Friday, January 2, 2009

The Exchange by Inga C Ellzey

"The right murder. The wrong person. The perfect love story." So proclaims the cover of this novel, written by someone who mainly seems to have written it simply so that she can say she did. This book suffers so much from the fact the Ellzey does not seem to particularly care about producing something readable. Her author bio states that it was her dream to write a novel, and now she has. Congratulations to her for achieving her dream.

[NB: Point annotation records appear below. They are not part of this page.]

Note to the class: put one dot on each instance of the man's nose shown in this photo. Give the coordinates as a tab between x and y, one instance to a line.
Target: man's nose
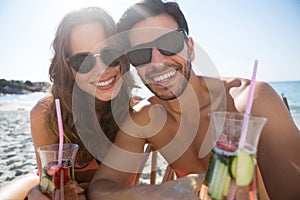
157	57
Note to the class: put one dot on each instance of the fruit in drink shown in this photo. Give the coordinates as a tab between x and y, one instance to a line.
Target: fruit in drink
53	176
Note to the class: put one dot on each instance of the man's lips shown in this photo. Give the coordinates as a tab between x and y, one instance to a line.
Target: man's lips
105	83
164	77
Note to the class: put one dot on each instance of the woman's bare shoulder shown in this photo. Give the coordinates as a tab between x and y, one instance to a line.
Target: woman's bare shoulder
41	106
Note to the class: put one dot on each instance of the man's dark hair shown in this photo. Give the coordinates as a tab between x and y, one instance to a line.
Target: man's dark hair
151	8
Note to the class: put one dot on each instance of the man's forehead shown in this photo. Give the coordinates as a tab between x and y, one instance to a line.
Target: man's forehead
144	35
151	28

There are many reasons why this book was difficult to read: ridiculous expository dialogue, bad sex scenes, a predictable, yet not very believable plot. Jewelle is a complete work of fantasy. She is in the Witness Protection Program, which has taken her away from the oh-so-glamorous world of the medical billing industry. To try to recapture some of that excitement that her life has lost, she goes on a cruise. Immediately, every character that she meets becomes her best friend, if female, or new sexy love interest, if male. Within days she is closer to these people than she has ever been to anyone, and they all love each other dearly. So when Jewelle's identity is discovered, and she is once again in danger from the Mob, these friends will sacrifice everything to save her. I didn't even like Jewelle that much, but I suppose that wasn't the point.
It is clear that this book did not get any help from writing workshops or editors. And if it did, they were not doing a very good job. When something is described as being from a picture out of an "I-Maxx" movie, you know that both the author and the editor are not trying very hard.